Kerri Timbers stood in front of the sprawling pile of everything she owned in spring 2014 and had a moment of existential pause. Following a breakup, she’d moved out of a three-bedroom home in Sherwood Park and hauled everything to a friend’s garage in Stony Plain, filling it.
“I stood there the minute we unloaded and looked at it and thought, ‘I have debt and I have all this stuff and I don’t have happiness,'” says Timbers. It made her think about the point of her high-stress job, and how she’d lived, as she puts it, without intention. “It was pretty much a moment of clarity.”
That was the day the downsizing began for Timbers. Soon after filling that garage, the 36-year-old business analyst found a 590-square-foot apartment in the basement of a house outside the city for less than $1,000 a month, and took only absolute necessities before eventually returning to digitize important documents, photograph keepsakes such as old Girl Guides uniforms, then dispose of most of her stuff.
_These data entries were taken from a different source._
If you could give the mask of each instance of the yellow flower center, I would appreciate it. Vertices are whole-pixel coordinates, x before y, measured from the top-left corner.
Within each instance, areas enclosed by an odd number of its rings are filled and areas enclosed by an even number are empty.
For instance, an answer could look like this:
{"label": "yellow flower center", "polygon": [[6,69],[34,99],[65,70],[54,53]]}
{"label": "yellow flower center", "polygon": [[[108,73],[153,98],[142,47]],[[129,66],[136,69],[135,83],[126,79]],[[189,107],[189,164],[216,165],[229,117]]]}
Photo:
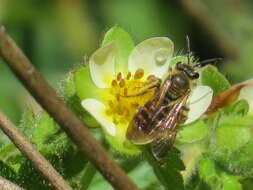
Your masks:
{"label": "yellow flower center", "polygon": [[129,123],[138,108],[154,95],[155,90],[148,89],[152,75],[147,78],[143,76],[143,69],[138,69],[134,75],[128,72],[125,78],[119,72],[112,80],[106,115],[112,117],[115,124]]}

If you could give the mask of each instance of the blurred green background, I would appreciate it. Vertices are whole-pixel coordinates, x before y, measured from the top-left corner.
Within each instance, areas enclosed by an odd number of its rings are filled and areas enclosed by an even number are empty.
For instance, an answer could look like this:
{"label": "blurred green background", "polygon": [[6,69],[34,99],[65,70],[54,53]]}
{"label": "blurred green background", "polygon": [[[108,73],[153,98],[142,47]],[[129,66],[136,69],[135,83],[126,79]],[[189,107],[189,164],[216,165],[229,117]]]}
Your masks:
{"label": "blurred green background", "polygon": [[[238,82],[253,76],[252,10],[250,0],[0,0],[0,25],[54,87],[114,25],[136,43],[168,36],[175,54],[186,52],[188,34],[200,60],[224,58],[217,66]],[[0,89],[0,108],[15,123],[36,107],[1,59]]]}

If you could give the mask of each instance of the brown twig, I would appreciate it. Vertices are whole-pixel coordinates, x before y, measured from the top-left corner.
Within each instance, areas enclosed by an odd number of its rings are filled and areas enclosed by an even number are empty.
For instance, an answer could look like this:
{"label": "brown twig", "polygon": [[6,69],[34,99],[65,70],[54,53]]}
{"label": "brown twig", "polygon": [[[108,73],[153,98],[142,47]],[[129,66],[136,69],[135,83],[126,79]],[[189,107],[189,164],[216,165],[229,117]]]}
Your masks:
{"label": "brown twig", "polygon": [[111,156],[90,135],[83,122],[63,104],[56,92],[6,34],[3,27],[0,28],[0,55],[27,90],[55,119],[78,148],[87,155],[115,189],[137,189]]}
{"label": "brown twig", "polygon": [[33,166],[57,190],[72,190],[54,167],[33,147],[7,116],[0,111],[0,128],[25,155]]}
{"label": "brown twig", "polygon": [[4,179],[3,177],[0,176],[0,189],[1,190],[25,190],[18,185],[10,182],[7,179]]}
{"label": "brown twig", "polygon": [[181,0],[183,9],[193,17],[215,42],[219,50],[225,57],[236,59],[238,52],[231,43],[228,36],[217,26],[217,22],[208,14],[208,9],[203,3],[197,0]]}

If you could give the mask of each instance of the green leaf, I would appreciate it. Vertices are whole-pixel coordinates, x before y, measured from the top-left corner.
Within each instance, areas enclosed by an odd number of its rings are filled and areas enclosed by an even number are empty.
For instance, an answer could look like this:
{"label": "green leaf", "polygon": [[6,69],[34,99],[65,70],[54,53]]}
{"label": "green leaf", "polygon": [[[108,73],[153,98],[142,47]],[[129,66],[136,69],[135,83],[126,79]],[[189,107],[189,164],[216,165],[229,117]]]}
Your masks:
{"label": "green leaf", "polygon": [[206,66],[200,75],[202,85],[210,86],[213,89],[214,97],[228,89],[231,85],[216,67]]}
{"label": "green leaf", "polygon": [[200,178],[215,190],[242,190],[238,176],[222,171],[208,155],[203,155],[198,164]]}
{"label": "green leaf", "polygon": [[252,124],[251,116],[227,116],[211,140],[213,159],[232,174],[253,175]]}
{"label": "green leaf", "polygon": [[134,42],[131,36],[118,26],[114,26],[106,32],[102,47],[112,41],[115,41],[117,46],[116,72],[126,72],[128,71],[128,57],[134,48]]}
{"label": "green leaf", "polygon": [[234,151],[251,139],[252,118],[227,116],[216,128],[216,145],[219,149]]}
{"label": "green leaf", "polygon": [[179,151],[177,149],[172,148],[165,158],[164,165],[161,165],[161,163],[154,158],[150,150],[145,150],[144,153],[148,163],[153,167],[157,179],[165,189],[184,189],[183,178],[180,171],[184,170],[185,167],[179,157]]}

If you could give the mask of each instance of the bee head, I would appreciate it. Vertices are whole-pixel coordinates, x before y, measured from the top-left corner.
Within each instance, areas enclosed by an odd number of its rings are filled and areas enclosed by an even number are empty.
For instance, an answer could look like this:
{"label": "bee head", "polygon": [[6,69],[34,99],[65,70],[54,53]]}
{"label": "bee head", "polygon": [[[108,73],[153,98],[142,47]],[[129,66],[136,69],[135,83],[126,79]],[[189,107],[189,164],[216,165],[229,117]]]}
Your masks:
{"label": "bee head", "polygon": [[190,79],[198,79],[199,73],[194,70],[192,66],[186,63],[178,62],[176,64],[176,69],[178,71],[184,72]]}

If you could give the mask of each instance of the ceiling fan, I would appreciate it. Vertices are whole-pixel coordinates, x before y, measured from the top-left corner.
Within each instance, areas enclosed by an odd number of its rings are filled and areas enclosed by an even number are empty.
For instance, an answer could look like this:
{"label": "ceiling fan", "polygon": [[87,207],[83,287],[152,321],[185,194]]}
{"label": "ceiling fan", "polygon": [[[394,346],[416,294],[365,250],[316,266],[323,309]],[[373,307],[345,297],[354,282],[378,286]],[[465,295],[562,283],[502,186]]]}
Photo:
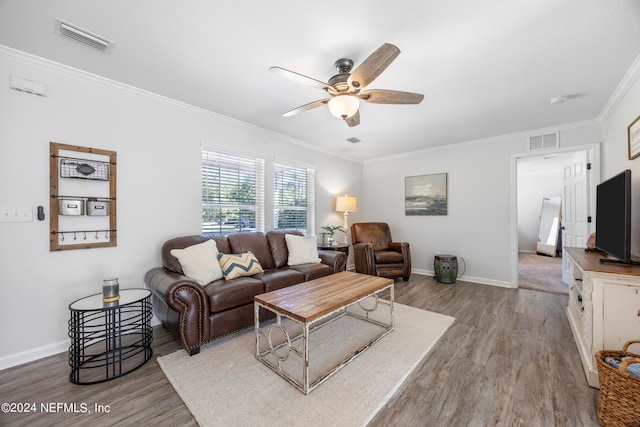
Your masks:
{"label": "ceiling fan", "polygon": [[334,116],[344,119],[349,126],[360,124],[360,101],[374,104],[419,104],[424,95],[412,92],[400,92],[386,89],[370,89],[360,92],[375,80],[394,59],[400,54],[396,46],[385,43],[373,52],[353,72],[353,61],[349,58],[341,58],[335,62],[338,74],[331,77],[328,83],[304,76],[294,71],[281,67],[271,67],[273,71],[298,83],[303,83],[319,89],[323,89],[331,95],[331,98],[310,102],[282,115],[290,117],[312,108],[327,104],[329,111]]}

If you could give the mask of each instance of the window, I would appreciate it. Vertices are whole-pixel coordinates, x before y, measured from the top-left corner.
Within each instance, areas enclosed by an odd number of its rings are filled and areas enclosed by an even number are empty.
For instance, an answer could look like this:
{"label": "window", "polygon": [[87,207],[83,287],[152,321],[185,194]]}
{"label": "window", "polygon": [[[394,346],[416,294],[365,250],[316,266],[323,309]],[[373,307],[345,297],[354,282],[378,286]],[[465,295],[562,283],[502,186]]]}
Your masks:
{"label": "window", "polygon": [[273,216],[276,230],[315,234],[315,170],[274,165]]}
{"label": "window", "polygon": [[264,159],[202,149],[202,232],[264,230]]}

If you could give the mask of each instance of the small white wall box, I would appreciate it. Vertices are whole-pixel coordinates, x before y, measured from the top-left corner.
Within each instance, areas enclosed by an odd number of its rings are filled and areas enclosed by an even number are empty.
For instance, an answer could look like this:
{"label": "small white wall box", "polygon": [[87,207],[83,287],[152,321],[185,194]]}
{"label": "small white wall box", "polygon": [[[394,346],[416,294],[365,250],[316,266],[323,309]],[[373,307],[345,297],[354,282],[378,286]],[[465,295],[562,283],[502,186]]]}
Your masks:
{"label": "small white wall box", "polygon": [[47,96],[47,85],[33,80],[23,79],[18,76],[11,76],[11,89],[19,92],[26,92],[32,95]]}
{"label": "small white wall box", "polygon": [[84,200],[58,200],[59,215],[84,215]]}
{"label": "small white wall box", "polygon": [[93,215],[93,216],[109,215],[109,202],[90,197],[87,200],[87,215]]}

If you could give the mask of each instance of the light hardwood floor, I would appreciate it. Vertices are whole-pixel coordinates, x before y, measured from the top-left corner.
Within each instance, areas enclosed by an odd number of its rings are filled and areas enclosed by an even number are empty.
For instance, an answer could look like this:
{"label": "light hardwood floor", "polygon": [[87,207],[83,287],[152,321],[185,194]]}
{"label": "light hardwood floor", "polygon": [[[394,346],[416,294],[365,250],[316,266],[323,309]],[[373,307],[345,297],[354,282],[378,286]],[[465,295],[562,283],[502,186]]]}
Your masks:
{"label": "light hardwood floor", "polygon": [[[586,383],[566,295],[414,274],[395,282],[395,297],[456,321],[370,426],[597,425],[598,391]],[[37,413],[0,413],[0,426],[197,425],[155,360],[179,345],[157,327],[153,347],[140,369],[97,385],[69,383],[66,354],[0,371],[0,403],[37,404]],[[42,402],[92,413],[42,413]]]}

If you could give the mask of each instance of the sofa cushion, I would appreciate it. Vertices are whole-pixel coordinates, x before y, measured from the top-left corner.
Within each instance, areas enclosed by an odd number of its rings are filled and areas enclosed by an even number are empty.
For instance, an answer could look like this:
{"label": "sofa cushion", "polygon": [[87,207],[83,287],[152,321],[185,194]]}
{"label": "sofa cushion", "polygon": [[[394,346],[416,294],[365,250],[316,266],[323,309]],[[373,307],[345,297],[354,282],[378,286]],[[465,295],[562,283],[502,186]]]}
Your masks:
{"label": "sofa cushion", "polygon": [[319,277],[333,274],[333,268],[326,264],[300,264],[290,267],[291,270],[299,271],[304,274],[304,280],[309,281]]}
{"label": "sofa cushion", "polygon": [[178,259],[185,276],[203,286],[223,277],[220,262],[218,262],[218,248],[213,240],[184,249],[171,249],[171,255]]}
{"label": "sofa cushion", "polygon": [[404,263],[404,257],[400,252],[394,251],[374,251],[373,257],[376,260],[376,264],[389,264],[393,262]]}
{"label": "sofa cushion", "polygon": [[304,274],[289,268],[272,268],[254,276],[264,283],[264,291],[271,292],[304,282]]}
{"label": "sofa cushion", "polygon": [[247,252],[253,253],[260,265],[264,269],[273,268],[273,257],[271,256],[271,248],[267,236],[260,231],[252,231],[249,233],[231,233],[227,235],[229,240],[229,252],[220,252],[230,254],[243,254]]}
{"label": "sofa cushion", "polygon": [[204,289],[209,298],[209,312],[218,313],[253,304],[253,297],[264,293],[264,283],[255,277],[238,277],[217,280]]}
{"label": "sofa cushion", "polygon": [[289,251],[288,264],[319,264],[321,259],[318,256],[318,244],[315,236],[294,236],[287,234],[284,236],[287,241]]}
{"label": "sofa cushion", "polygon": [[251,252],[244,254],[218,254],[218,259],[220,260],[220,267],[222,267],[225,280],[253,276],[264,271],[258,259]]}

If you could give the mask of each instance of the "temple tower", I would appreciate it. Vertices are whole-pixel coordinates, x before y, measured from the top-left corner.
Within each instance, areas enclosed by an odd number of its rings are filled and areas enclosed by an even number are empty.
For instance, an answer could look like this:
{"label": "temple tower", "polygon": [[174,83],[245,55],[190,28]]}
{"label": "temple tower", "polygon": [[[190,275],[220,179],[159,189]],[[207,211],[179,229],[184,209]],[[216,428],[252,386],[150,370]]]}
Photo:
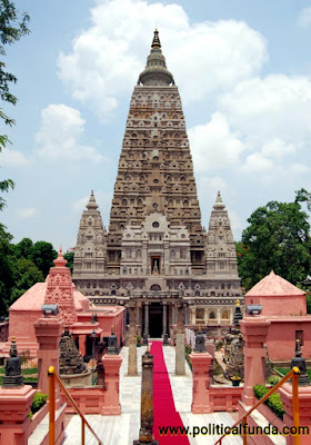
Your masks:
{"label": "temple tower", "polygon": [[210,217],[205,258],[208,277],[239,280],[233,235],[220,191]]}
{"label": "temple tower", "polygon": [[184,116],[157,30],[131,98],[110,212],[108,269],[119,271],[126,227],[140,228],[154,211],[171,227],[185,226],[193,271],[202,271],[204,239]]}
{"label": "temple tower", "polygon": [[92,194],[73,280],[97,305],[133,307],[137,332],[151,337],[172,334],[177,306],[183,325],[217,333],[233,322],[241,287],[230,220],[219,194],[208,234],[201,225],[181,99],[157,30],[131,97],[108,234]]}
{"label": "temple tower", "polygon": [[74,250],[74,279],[78,288],[82,283],[90,284],[90,279],[96,279],[98,274],[103,274],[106,269],[107,239],[106,230],[102,225],[101,214],[98,210],[93,190],[87,209],[83,211],[77,246]]}

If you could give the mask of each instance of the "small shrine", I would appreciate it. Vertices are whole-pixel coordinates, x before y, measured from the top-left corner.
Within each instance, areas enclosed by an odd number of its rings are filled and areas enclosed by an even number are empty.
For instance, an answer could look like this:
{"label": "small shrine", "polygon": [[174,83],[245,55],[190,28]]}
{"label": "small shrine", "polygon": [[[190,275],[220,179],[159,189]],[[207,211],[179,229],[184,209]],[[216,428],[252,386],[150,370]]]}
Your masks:
{"label": "small shrine", "polygon": [[91,372],[88,369],[83,358],[79,354],[73,337],[67,327],[60,339],[60,377],[67,386],[73,384],[90,384]]}

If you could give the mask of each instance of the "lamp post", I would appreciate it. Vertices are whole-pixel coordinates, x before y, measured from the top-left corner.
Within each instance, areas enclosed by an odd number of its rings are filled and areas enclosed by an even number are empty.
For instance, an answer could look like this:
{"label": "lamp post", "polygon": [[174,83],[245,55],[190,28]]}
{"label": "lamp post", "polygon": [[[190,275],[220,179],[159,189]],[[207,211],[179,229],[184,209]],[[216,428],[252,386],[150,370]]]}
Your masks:
{"label": "lamp post", "polygon": [[93,332],[92,332],[92,385],[94,384],[96,337],[97,337],[97,333],[93,329]]}

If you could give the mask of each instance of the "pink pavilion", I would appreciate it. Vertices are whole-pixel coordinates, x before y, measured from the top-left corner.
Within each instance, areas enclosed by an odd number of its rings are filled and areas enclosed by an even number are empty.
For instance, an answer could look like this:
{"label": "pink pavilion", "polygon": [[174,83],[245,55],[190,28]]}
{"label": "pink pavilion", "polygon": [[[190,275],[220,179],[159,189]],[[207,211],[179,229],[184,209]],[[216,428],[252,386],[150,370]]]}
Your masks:
{"label": "pink pavilion", "polygon": [[[43,304],[58,305],[60,316],[72,333],[81,355],[91,354],[91,335],[97,343],[113,333],[120,347],[123,337],[123,312],[120,306],[98,307],[76,289],[70,269],[62,250],[59,250],[54,267],[51,267],[46,283],[37,283],[10,307],[9,340],[0,343],[0,352],[8,354],[12,337],[16,337],[19,354],[29,350],[37,356],[38,343],[34,323],[41,317]],[[96,315],[96,316],[94,316]]]}

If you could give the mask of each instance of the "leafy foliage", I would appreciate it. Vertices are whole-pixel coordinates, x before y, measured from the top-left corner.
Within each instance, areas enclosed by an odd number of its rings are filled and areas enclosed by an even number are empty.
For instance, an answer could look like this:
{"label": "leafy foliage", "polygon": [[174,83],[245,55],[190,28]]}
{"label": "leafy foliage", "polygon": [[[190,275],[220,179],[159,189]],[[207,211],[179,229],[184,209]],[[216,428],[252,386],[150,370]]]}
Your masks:
{"label": "leafy foliage", "polygon": [[245,289],[271,270],[294,285],[303,283],[311,269],[311,239],[308,215],[300,201],[270,201],[253,211],[248,222],[242,241],[237,244],[239,275]]}
{"label": "leafy foliage", "polygon": [[43,405],[46,405],[47,399],[48,394],[36,393],[31,405],[31,413],[36,414]]}
{"label": "leafy foliage", "polygon": [[[264,385],[255,385],[253,387],[254,396],[259,399],[262,398],[268,393],[268,390],[269,389]],[[271,408],[278,417],[283,418],[283,414],[285,414],[285,412],[280,394],[271,394],[271,396],[268,398],[268,400],[264,402],[264,404],[268,405],[269,408]]]}
{"label": "leafy foliage", "polygon": [[[30,20],[29,16],[23,12],[19,18],[19,13],[14,3],[9,0],[0,0],[0,56],[6,57],[6,44],[12,44],[20,40],[22,36],[28,34],[30,31],[27,23]],[[17,78],[11,72],[6,70],[6,62],[0,60],[0,98],[4,102],[16,105],[18,99],[10,92],[10,85],[16,83]],[[6,125],[12,126],[14,122],[9,116],[0,109],[0,119],[4,120]],[[9,142],[7,135],[0,135],[0,151]],[[0,191],[9,191],[14,188],[12,179],[4,179],[0,181]],[[0,210],[6,205],[6,200],[0,197]]]}

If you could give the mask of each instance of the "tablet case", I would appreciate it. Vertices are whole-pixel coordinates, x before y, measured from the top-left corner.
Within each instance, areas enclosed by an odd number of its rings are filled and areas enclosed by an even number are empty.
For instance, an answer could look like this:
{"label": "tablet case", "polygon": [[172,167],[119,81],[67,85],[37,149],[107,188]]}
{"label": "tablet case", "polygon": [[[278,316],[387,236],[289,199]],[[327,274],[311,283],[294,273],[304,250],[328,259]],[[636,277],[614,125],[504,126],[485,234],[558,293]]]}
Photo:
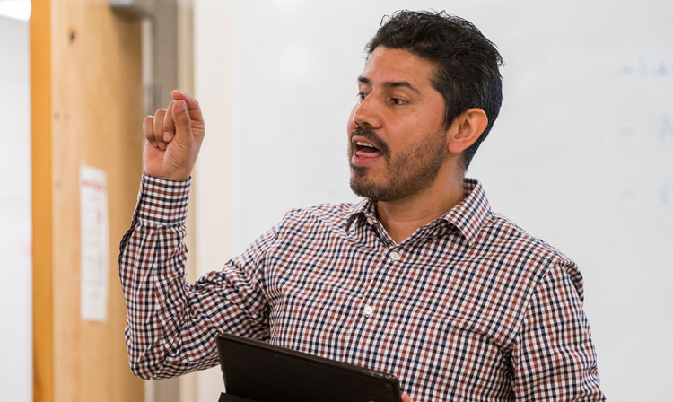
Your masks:
{"label": "tablet case", "polygon": [[227,394],[262,402],[399,402],[399,381],[367,370],[231,334],[217,336]]}

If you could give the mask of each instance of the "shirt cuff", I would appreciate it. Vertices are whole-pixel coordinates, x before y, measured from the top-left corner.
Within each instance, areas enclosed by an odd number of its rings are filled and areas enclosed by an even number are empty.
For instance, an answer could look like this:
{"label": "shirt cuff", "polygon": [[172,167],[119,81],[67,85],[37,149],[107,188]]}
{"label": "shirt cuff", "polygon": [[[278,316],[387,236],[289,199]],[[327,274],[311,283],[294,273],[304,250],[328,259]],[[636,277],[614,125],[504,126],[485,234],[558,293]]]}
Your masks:
{"label": "shirt cuff", "polygon": [[155,225],[183,225],[187,221],[191,177],[185,181],[159,179],[143,173],[135,218]]}

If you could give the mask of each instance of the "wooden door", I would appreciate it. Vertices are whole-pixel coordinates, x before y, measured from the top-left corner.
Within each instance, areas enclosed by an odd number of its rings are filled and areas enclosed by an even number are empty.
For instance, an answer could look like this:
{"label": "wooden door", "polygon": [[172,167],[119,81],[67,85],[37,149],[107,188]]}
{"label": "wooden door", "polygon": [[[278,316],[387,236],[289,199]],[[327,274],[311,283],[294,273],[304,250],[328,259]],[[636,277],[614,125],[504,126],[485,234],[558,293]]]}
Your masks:
{"label": "wooden door", "polygon": [[[33,0],[31,67],[34,400],[141,401],[117,264],[142,171],[140,22],[105,0]],[[107,176],[103,322],[80,313],[82,165]]]}

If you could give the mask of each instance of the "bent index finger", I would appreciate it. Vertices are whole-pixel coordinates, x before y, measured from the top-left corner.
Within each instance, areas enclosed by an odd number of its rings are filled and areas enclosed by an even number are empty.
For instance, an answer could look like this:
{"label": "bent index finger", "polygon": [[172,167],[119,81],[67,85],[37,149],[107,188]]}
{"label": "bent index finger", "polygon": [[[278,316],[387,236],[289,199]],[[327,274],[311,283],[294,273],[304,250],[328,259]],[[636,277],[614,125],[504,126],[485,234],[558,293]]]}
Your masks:
{"label": "bent index finger", "polygon": [[144,134],[144,137],[150,142],[150,144],[156,146],[156,142],[154,141],[153,116],[145,116],[144,118],[143,118],[143,134]]}
{"label": "bent index finger", "polygon": [[170,140],[175,136],[175,122],[173,121],[173,105],[175,100],[171,101],[168,108],[166,108],[166,114],[163,116],[163,133],[162,133],[162,139],[170,143]]}
{"label": "bent index finger", "polygon": [[187,93],[178,90],[173,90],[170,94],[173,96],[174,100],[178,100],[181,99],[185,101],[187,104],[187,111],[189,112],[189,118],[191,118],[192,121],[204,121],[204,118],[201,115],[201,106],[199,106],[197,98],[192,98]]}

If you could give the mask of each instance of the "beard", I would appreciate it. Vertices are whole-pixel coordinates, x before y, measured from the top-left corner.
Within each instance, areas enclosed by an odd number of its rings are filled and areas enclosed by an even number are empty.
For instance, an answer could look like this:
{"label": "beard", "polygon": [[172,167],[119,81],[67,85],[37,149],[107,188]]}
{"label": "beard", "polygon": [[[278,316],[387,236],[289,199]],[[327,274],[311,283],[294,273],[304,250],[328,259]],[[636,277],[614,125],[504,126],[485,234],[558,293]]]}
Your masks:
{"label": "beard", "polygon": [[[393,201],[415,194],[430,187],[437,178],[447,154],[443,130],[433,133],[421,144],[403,150],[395,155],[369,127],[356,127],[351,137],[362,135],[372,141],[383,154],[385,173],[383,179],[370,178],[370,168],[351,165],[351,189],[360,197],[373,201]],[[349,159],[354,152],[352,143]]]}

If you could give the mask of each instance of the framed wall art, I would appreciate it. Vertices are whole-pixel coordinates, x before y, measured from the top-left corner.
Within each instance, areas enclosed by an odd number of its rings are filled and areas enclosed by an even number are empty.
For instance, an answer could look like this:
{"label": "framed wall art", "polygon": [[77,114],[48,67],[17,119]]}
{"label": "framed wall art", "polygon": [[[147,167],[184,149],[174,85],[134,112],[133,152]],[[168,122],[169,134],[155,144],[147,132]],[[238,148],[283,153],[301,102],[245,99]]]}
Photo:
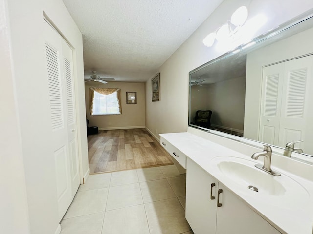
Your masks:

The move makes her part of a surprising group of simplifiers. These aren’t empty-nesters getting practical about physical and emotional vacancies. Instead, Timbers represents those early in life who see more cons than pros to owning or even occupying a traditional single-family house. It isn’t easy to learn how to live within a smaller geographical footprint, but, for Timbers and others like her, the reward of downsizing can be freedom in how they spend their money and their time, and how they connect with their communities.
Timbers’ decision to live with less is in keeping with recommendations from the City of Edmonton, which suggests 500 square feet as adequate per person while being easier on energy demands. Nevertheless, Timbers’s efforts set her apart. Edmonton isn’t a small-house kind of town. Of Canadian cities larger than a million people, it has the lowest density: about 123 people per square kilometre. More than half of all homes are single-detached and, according to 2010 numbers, average 1,950 square feet (double that of 1975) to accommodate just three people. CJ de Jong imagines a day when he’s closer to that 500-square-foot ideal. Three years ago, he sold the decade-old house he shared with a roommate in MacEwan. The 36-year-old University of Alberta librarian liked walking in nearby parks and being close to South Edmonton Common, but he had a feeling of disconnection. Work required a lengthy commute by transit, with off-peak reduced frequency discouraging after-hours socializing with co-workers as well as downtown activities such as yoga. Besides, there was snow to shovel, grass to mow, or some other homeowner’s chore needing doing anyway.